Charity issues livestreaming child exploitation warning

Barnardos says increasing popularity of live streaming sites among young people is helping abusers target children as young as eight.

Joe Lepper | 14th Feb 19
Image shows screen with Twitch screening service

A charity is warning that children as young as eight are being sexually exploited via live streaming services.

Barnardo’s says that in previous years the youngest victims of child sexual exploitation accessing its support were aged 10 years-old.

But this has reduced to eight-years-old due to the increasing popularity of live streaming among young people, who are vulnerable to predators using comment functions on streaming sites to target victims and encourage them to engage in sexual activity online.

The charity is calling for technology companies to have a legal duty to prevent children being harmed online.

Parents are also being urged to help protect their children online through a better understanding of security settings.
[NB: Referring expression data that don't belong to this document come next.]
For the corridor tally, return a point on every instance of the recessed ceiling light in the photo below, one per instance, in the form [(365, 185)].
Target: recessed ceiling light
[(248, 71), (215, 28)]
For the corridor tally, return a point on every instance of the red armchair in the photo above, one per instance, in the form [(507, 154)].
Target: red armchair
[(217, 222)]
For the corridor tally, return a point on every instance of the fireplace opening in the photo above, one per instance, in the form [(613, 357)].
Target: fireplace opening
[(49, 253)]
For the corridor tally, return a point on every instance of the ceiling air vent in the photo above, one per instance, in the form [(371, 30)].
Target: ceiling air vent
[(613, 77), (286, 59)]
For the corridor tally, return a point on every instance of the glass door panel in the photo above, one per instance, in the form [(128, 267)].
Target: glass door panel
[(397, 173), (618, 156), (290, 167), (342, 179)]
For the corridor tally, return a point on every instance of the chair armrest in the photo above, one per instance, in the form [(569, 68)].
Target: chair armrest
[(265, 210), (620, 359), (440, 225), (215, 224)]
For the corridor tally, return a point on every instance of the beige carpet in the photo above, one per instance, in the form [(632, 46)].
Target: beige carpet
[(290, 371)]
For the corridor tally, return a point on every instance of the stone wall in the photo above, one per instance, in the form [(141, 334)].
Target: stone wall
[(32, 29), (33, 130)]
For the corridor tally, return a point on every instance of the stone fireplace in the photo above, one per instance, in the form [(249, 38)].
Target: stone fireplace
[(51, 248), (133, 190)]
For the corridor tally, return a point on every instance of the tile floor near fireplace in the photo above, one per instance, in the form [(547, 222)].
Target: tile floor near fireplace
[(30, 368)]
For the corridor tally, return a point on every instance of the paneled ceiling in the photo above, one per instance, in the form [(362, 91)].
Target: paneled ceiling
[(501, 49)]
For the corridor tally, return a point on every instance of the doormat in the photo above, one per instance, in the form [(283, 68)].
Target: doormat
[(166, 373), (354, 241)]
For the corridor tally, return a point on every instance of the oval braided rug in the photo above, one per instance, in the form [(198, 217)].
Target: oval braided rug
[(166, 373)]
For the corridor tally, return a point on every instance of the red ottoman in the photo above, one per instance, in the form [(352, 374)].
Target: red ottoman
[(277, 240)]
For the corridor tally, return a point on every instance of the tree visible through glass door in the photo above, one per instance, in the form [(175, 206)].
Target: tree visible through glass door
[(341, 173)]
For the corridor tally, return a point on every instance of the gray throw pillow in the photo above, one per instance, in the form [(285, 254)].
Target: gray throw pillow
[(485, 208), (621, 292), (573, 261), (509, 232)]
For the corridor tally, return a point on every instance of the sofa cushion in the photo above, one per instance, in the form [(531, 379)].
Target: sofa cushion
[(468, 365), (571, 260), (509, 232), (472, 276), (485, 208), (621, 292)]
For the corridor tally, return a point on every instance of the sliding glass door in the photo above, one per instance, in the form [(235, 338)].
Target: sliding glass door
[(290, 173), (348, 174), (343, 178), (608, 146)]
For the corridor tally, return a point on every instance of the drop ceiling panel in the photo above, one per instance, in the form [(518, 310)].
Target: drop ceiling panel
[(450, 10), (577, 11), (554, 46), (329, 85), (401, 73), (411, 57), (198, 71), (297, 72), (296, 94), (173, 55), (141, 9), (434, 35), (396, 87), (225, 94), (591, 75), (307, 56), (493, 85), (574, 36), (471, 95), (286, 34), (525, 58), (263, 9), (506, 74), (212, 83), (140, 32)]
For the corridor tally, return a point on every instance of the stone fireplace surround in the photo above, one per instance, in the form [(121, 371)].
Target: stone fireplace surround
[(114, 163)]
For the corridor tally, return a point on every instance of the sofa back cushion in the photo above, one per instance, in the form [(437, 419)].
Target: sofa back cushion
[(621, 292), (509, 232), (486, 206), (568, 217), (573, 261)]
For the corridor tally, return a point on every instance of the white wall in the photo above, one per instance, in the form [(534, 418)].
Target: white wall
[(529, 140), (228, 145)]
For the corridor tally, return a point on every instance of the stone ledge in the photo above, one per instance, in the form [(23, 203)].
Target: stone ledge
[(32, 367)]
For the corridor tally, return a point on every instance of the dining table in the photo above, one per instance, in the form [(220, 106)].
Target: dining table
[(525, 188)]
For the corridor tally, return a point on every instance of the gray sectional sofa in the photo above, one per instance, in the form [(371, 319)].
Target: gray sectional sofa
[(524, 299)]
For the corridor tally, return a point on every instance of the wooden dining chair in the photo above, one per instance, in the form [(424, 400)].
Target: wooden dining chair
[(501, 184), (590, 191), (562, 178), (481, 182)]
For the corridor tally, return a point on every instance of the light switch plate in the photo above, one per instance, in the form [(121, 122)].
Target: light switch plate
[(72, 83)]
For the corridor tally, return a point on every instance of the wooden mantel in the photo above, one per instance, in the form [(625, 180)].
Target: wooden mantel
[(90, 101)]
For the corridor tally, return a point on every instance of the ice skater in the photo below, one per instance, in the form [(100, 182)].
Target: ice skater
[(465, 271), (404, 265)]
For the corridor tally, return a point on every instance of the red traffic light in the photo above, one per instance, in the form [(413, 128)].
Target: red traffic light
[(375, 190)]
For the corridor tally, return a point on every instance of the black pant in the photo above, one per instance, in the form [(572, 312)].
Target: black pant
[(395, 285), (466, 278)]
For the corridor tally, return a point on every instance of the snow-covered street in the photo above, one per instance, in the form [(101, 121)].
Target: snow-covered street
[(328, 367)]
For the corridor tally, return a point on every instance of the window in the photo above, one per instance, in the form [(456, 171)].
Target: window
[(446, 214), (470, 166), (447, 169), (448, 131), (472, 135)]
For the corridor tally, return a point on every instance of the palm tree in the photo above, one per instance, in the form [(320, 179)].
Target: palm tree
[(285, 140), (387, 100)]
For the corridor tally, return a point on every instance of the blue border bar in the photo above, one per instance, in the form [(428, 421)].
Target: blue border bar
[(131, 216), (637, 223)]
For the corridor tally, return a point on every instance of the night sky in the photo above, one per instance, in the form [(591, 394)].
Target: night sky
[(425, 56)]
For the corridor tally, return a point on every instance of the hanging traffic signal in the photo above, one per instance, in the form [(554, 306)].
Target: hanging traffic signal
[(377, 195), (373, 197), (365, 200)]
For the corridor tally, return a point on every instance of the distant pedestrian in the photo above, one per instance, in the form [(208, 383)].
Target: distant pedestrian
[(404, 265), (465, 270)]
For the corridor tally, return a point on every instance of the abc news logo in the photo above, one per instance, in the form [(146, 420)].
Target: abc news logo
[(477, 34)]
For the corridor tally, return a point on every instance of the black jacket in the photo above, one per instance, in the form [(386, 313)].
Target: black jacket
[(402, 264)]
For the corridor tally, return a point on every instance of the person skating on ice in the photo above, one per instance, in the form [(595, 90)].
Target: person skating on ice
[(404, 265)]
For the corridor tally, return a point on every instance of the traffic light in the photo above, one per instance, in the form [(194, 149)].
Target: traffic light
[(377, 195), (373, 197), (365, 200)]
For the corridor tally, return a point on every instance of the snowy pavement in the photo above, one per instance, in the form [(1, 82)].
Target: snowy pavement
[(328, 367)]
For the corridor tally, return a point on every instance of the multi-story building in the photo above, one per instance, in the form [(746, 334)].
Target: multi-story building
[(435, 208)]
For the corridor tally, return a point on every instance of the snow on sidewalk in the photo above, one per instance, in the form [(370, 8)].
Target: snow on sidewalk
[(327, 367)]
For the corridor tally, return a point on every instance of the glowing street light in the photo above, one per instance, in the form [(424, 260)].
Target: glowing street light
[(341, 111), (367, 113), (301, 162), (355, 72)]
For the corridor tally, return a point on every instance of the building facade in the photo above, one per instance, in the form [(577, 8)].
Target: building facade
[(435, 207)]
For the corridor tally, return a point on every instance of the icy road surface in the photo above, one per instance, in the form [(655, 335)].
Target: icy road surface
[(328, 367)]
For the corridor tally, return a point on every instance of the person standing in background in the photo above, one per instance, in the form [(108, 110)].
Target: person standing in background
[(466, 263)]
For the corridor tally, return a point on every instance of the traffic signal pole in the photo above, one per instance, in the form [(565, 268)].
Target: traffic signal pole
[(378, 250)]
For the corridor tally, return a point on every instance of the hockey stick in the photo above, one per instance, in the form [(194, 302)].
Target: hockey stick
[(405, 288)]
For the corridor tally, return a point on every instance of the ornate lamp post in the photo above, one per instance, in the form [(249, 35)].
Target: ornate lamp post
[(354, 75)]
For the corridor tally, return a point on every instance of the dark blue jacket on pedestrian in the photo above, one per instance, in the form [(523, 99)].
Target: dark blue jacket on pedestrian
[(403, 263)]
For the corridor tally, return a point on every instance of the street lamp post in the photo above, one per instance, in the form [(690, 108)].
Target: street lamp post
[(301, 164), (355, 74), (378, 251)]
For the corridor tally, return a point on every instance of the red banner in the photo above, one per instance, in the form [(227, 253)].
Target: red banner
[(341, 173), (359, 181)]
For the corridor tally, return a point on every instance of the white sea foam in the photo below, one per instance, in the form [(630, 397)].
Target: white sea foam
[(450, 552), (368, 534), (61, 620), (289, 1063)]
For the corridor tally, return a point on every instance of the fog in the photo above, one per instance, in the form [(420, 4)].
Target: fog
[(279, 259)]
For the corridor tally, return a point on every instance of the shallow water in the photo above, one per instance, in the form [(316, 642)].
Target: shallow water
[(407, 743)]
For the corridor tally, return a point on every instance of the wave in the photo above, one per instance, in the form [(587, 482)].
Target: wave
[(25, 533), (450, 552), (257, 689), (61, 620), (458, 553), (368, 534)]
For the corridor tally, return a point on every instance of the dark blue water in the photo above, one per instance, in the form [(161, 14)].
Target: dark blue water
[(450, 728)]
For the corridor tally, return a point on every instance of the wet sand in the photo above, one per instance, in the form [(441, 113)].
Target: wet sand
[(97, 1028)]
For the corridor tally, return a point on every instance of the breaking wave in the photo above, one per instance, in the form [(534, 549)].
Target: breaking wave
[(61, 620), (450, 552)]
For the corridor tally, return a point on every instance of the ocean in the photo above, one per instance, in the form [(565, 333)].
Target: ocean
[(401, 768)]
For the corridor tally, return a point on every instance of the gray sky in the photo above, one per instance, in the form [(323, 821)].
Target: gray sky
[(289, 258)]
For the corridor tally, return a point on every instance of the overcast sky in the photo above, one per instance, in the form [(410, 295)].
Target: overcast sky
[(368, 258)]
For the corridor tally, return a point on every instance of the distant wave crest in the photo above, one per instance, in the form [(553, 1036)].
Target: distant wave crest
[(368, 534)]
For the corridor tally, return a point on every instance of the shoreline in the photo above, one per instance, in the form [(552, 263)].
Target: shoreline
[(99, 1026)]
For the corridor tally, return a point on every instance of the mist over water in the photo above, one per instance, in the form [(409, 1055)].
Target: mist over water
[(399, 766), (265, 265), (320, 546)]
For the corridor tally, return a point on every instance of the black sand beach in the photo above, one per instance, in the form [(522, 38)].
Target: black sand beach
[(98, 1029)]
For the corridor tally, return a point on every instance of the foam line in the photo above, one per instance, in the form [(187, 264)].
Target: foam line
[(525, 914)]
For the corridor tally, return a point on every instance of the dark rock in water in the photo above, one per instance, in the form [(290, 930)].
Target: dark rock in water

“When we think of young people who have been sexually exploited, a stereotypically ‘vulnerable’ child may come to mind; someone in the care system, who doesn’t have a reliable support network or who is disengaged with education,” said Barnardo’s Chief Executive Javed Khan.

“But the fact is that any child can become the victim of sexual exploitation or abuse, even children in loving, stable families.

“Without the right security settings, children broadcasting live video of themselves over the internet could be targeted by abusers in their bedrooms. It’s vital that parents get to know and understand the technology their children are using and make sure they have appropriate security settings in place.

“They should also talk to their children about sex and relationships and the possible risks and dangers online so children feel able to confide in them if something doesn’t feel right.

“We are also calling for a legal duty on technology companies to prevent children being harmed online.” 

Increasing popularity of livestreaming

Live streaming services have become increasingly popular among children and young people in recent years. A YouGov survey by Barnardo’s last year found that more than one in four children aged ten admitted live streaming content over the internet using apps meant for people aged over the age of 13.